Al ritorno in Italia capisce che è il momento di fare qualcosa per coloro che gli avevano permesso di realizzare
il suo sogno di “cavaliere errante”: i suoi genitori. Recupera il tempo perso e consegue la laurea in Economia Aziendale all’età di 25 anni. Credendo che il suo futuro fosse nel campo del marketing di impresa, invia i suoi curricula alle aziende del settore e riceve un’offerta dalla Nomura, che tuttavia rifiuta perchè “gli indici finanziari e la borsa sono cose immateriali”.
Possiamo dire che la sua carriera spicca il volo quando il Gruppo Finanziario Tessile lo vuole responsabile della divisione sportswerar per una join-venture con un trader giapponese. Afflitto da un continuo (ed immotivato) senso di inadeguatezza si dedica anima e corpo allo studio dei tessuti, delle composizioni e delle etichette, perchè “per ricoprire un ruolo tanto importante è necessario conoscere e approfondire”.
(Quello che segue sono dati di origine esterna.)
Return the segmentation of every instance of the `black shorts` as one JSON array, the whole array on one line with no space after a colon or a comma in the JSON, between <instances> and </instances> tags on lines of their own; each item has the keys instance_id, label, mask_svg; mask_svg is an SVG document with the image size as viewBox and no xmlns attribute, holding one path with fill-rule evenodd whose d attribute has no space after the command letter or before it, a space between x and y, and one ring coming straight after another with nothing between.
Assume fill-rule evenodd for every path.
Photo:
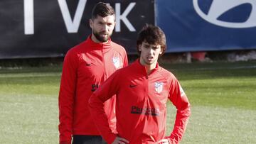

Siamo nel 1993: dopo tre anni GFT decide di ritirarsi dal mercato orientale e Di Marco si trova davanti un’altra scelta: da una parte Armani, azienda all’apice del successo, dall’altra Prada, ancora agli esordi.
Di Marco sceglie la piccola azienda, e diventa Direttore Commerciale della divisione giapponese del marchio.
Dopo due anni Bertelli lo trasferisce a New York (“come l’uomo ragno!”) come Direttore Marketing e Merchandising di Prada America (che all’epoca contava solo 2 monomarca e alcuni corner). Grazie alle sue spiccate capacità imprenditoriali porta l’azienda al massimo e nel 1998 decide di lasciare e di tornare in Italia perchè “non c’erano più stimoli”.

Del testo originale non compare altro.